The electric charges are distributed in a small volume. The flux of the electric field through a spherical surface of a radius of $10cm$ surrounding the total charge is $20Vm$. The flux over a concentric sphere of radius $20cm$ will be
A. $20Vm$
B. $25Vm$
C. $40Vm$
D. $200Vm$

Answer 1

In this question, we use gauss law. It states that total electric flux $\left( \phi \right)$ through any closed in free space is equal to $1/{ \in _o}$ times the total electric charge $\left( q \right)$ enclosed by the surface. Here electric flux means the total number of electric field lines passing through that surface.

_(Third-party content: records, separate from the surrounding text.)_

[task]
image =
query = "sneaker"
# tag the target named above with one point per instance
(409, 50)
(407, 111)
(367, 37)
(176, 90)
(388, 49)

Complete step by step answer:
According to the question we have,
Radius of spherical surface (r)$= 10\;cm$
Total charge (q) =$20\; Vm$
Radius of second spherical surface (R) $= 20\;cm$

Consider two concentric spheres having different radii (r and R), but the total charge is the same for both the spheres.
Now by using Gauss' law, Flux for sphere having radius r ${\phi _{10}} = \dfrac{{{{\rm{q}}_{10}}}}{{{ \in _0}}}$
$\Rightarrow {{\rm{q}}_{10}} = 20{ \in _0}$
Again Flux for second shere R ${\phi _{20}} = \dfrac{{{{\rm{q}}_{20}}}}{{{ \in _0}}}$
$\Rightarrow {{\rm{q}}_{20}} = 20{ \in _0}$

Since the electric flux through a surface is independent of shape and size, it only depends upon the charge enclosed inside the volume. Thus charge enclosed by the sphere of radii 10cm and 20cm. So the flux remains the same for both spheres, i.e., $20{\rm{Vm}}$. Hence option (A) is correct.

Note:
The gaussian surface is in the form of a sphere at radius r > R, the electric field has the same magnitude at every point of the surface and is directed outward. The electric flux is then just the electric field times the area of the spherical surface. Here the Gaussian surface means an imaginary surface.